1. There’s a moment at the end of Ad Astra in which it will become crystal clear whether or not this is the type of movie for you, and I am sorry to report that it will require you investing about 100 minutes to get there. There is a man who has traveled an unfathomable distance, a journey that has cost years and billions of dollars and actual human life, ostensibly to save the world. But once he has reached his destination, after all that toil and strife, the actual purpose of his voyage turns out to be perfunctory—besides the point. It’s just a story about him and his daddy. There are people in this world who will happily toss aside all the plot mechanics and astrophysics and space walkin’ and dive fully into the decades of emotional and family dynamics crescendoing at the end of the universe. There are others who will wonder why in the world we just distanced $2.7 billion for a guy to finally have a beer with his dad. Where you sit on this spectrum will largely determine whether Ad Astra is for you, and I suspect the answer ultimately says more about you than it does the film.

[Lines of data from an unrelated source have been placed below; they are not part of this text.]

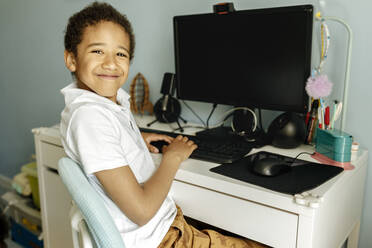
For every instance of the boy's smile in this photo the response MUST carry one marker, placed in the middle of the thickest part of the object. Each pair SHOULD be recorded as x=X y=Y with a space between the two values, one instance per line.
x=102 y=61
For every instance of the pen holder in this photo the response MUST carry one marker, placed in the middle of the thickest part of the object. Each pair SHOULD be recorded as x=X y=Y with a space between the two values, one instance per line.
x=334 y=144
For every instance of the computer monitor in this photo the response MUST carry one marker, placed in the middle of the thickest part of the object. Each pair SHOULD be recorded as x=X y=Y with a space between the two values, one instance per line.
x=257 y=58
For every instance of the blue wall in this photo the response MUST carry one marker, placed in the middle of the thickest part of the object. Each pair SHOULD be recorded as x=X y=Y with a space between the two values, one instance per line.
x=32 y=69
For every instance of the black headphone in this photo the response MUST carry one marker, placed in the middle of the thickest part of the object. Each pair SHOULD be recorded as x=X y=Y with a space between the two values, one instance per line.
x=167 y=109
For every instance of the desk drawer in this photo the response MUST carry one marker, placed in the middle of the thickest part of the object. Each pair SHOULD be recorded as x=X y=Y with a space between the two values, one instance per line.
x=51 y=154
x=255 y=221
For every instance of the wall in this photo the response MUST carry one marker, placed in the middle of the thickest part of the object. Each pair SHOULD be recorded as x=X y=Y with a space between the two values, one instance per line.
x=32 y=69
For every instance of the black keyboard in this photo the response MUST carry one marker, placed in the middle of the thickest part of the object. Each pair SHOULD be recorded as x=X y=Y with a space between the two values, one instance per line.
x=216 y=150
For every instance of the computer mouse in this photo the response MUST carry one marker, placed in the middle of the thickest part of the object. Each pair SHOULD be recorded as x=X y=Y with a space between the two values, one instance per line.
x=269 y=167
x=159 y=144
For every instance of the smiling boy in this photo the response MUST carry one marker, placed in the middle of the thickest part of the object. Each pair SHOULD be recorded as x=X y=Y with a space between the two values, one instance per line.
x=99 y=132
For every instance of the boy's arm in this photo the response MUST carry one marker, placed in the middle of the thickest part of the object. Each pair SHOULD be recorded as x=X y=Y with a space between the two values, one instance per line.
x=140 y=203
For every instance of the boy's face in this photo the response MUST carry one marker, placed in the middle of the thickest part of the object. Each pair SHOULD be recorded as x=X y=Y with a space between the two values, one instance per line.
x=102 y=61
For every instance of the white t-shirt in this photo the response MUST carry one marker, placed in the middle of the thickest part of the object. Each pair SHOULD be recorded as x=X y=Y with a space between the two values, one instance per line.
x=100 y=135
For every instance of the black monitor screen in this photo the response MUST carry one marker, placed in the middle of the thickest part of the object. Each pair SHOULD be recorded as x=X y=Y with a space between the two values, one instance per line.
x=257 y=58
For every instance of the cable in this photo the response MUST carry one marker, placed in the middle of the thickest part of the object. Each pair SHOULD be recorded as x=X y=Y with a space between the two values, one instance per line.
x=213 y=109
x=194 y=112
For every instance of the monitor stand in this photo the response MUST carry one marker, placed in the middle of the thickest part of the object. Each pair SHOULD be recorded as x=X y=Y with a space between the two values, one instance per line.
x=218 y=133
x=259 y=138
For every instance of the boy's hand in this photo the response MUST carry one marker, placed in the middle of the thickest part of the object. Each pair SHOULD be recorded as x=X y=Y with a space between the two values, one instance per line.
x=150 y=137
x=180 y=148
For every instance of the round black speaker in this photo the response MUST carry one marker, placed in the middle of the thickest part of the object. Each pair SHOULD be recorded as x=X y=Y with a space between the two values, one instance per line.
x=168 y=113
x=288 y=130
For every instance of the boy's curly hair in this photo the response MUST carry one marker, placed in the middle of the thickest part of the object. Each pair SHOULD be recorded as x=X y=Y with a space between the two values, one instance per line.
x=92 y=15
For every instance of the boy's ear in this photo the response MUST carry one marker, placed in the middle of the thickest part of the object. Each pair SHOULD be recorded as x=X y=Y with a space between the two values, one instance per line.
x=70 y=61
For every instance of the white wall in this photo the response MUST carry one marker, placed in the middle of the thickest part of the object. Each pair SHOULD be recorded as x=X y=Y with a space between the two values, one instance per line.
x=32 y=69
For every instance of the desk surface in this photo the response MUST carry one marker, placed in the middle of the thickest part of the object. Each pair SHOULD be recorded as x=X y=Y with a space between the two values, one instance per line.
x=335 y=218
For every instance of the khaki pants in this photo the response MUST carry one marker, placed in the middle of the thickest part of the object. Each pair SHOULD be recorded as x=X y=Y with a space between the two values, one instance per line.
x=183 y=235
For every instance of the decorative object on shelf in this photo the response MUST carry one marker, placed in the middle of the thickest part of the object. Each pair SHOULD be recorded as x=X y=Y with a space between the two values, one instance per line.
x=139 y=95
x=316 y=75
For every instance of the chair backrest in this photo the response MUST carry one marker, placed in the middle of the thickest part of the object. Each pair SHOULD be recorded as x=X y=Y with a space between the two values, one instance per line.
x=99 y=221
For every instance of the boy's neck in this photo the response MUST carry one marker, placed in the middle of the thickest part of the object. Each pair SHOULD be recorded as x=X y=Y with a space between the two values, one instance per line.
x=83 y=86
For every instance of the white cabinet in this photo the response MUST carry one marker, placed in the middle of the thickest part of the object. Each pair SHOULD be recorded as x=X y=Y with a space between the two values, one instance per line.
x=55 y=201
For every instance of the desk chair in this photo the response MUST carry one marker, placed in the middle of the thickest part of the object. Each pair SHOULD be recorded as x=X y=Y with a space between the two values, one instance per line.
x=92 y=225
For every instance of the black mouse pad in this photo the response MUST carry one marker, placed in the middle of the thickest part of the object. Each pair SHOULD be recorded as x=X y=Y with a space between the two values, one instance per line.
x=302 y=176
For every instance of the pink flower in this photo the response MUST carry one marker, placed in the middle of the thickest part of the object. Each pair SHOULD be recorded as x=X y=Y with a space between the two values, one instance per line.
x=318 y=86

2. Brad Pitt plays Roy McBride, an astronaut from a “future near to ours,” who, when we meet him, is somehow surviving an explosion from an international space station by using his preternatural ability to control his heartrate and his breathing, remaining calm in the face of mortal peril. The explosion was caused by a series of solar flares that, it’s learned, may be caused by an experiment years before led by Roy’s father, Griffin (Tommy Lee Jones), who was thought to have died but may be alive and in fact may have sabatoged the mission. Government officials, who fear the flares could end up destroying all life on planet Earth, want Roy to send a message to Griffin’s ship, hopefully persuading him to halt the flares and come back home. Roy, who hasn’t seen his father since he was a teenager, isn’t sure the mission’s going to work … but he’s haunted by his own demons, demons not entirely disconnected from his father.

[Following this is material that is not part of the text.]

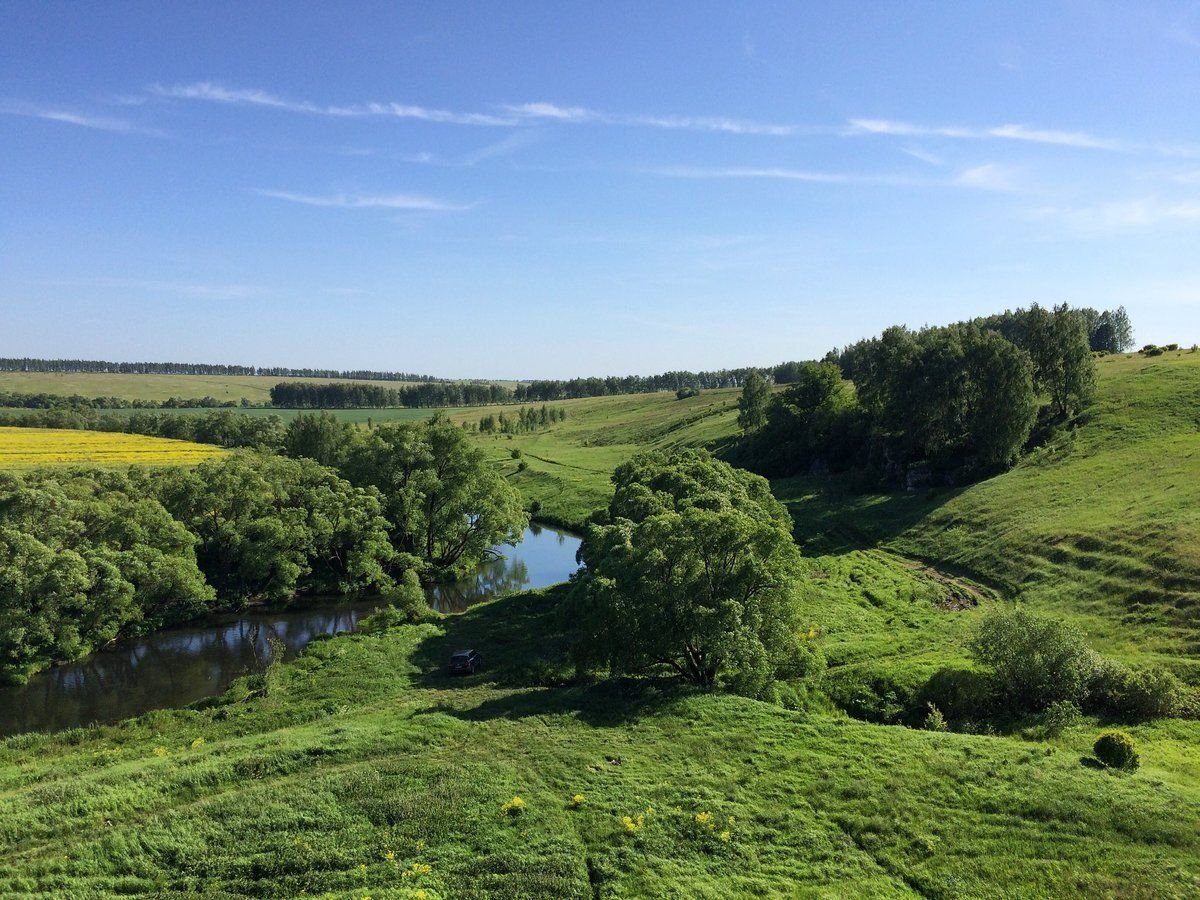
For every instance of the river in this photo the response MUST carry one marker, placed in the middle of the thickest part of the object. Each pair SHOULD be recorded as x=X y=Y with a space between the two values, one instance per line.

3. If I’ve made this sound like an exciting space thriller yarn, know that director James Gray is in a much more meditative state here: This is more about the mystery of the soul of man than it is about the mystery of the universe, or even about some big spaceship fights. The universe is the backdrop to the story of a man and his thrwarted issues with his father, and his inability to connect with anyone else in the world because of it. Like many of Gray’s films, Ad Astra is about the depths a man can find within himself, and how far down he can climb in them and hide. Pitt wouldn’t seem like the ideal actor for a part like that—charisma drips off him so effortlessly that it leaves a trail behind him wherever he goes—but he’s impressive at playing a man who doesn’t understand himself but suspect the answer to the riddle that has vexed him his whole life must be in this man who gave him life but whom he never really knew. There’s a reserve here that Pitt draws on that works well for him; it’s a serious performance, but it never feels showy. This is a man who is searching for something, knowing full well he probably won’t find it.